Weak formulation (or weak form). The weak form is obtained from the strong form, by using Galerkin method. Hence, it is also referred to as the Galerkin weak form. In fact, the partial differential equation is converted in to an equation with integral terms, e.g. for linear elasticity
$\int \limits _{\Omega} \delta u \cdot (\rho \ddot{u}) $ d$\Omega$ + $\int \limits _{\Omega} \delta \boldsymbol{\varepsilon} : \boldsymbol{\sigma}$ d$\Omega = \int \limits _{\Gamma_{2}} \delta u \cdot \bar{q}$ d$\Gamma$ $+ \int \limits _{\Omega} \delta u \cdot (\rho \mathbf{b})$ d$\Omega$.
Here, $\delta u$ is the test function of displacement (please connect with the virtual displacement and the principle of virtual works in mechanics); $\boldsymbol{\varepsilon}$ is the strain tensor; $\bar{q}$ is the surface traction. The weak form enables the application of “divide and conquer” idea, that is transforming of a continuous problem into a discrete problem.
Meshing: the task that divides the problem domain into non-overlapping sub-domains.
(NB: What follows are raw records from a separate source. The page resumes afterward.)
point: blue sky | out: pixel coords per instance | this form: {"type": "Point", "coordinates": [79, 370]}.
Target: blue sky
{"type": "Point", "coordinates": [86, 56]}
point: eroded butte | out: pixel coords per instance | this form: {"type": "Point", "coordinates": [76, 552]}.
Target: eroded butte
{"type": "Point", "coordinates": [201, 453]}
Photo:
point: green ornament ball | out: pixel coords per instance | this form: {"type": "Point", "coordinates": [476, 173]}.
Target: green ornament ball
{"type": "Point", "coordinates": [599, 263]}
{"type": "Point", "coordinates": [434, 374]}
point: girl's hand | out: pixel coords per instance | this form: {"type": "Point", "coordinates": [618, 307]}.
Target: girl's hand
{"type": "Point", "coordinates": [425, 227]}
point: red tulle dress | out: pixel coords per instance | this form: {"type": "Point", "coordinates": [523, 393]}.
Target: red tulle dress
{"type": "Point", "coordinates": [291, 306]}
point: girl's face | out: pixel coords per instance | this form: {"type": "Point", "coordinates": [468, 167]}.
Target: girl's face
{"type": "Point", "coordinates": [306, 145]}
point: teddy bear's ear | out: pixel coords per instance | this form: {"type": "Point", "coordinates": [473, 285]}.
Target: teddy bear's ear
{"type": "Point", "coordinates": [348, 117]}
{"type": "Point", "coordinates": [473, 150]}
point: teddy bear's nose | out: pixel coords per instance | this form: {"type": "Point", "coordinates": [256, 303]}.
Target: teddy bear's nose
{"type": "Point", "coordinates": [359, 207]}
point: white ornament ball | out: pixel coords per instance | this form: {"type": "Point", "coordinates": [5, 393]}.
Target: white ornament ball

Element: each sub-domain is called an element. For convenience (in mathematical computation), an element often takes simple geometric shape, such as triangle or quadrilateral in 2D problems. In 3D problems, an element can have the shape of tetrahedron and hexahedron.
Node: the nodes are the vertices of elements.
Degrees of freedom (DOFs): the DOF(s) are defined at nodes and are the unknowns to be determined of the problem. The number and physical meaning of DOFs depends on type of problem. For example, in 2D linear elasticity, each node is associated with 2 DOFs, which represent the vertical and horizontal component of displacement field. In other words, the unknowns to be found are the nodal values of vertical and horizontal displacement.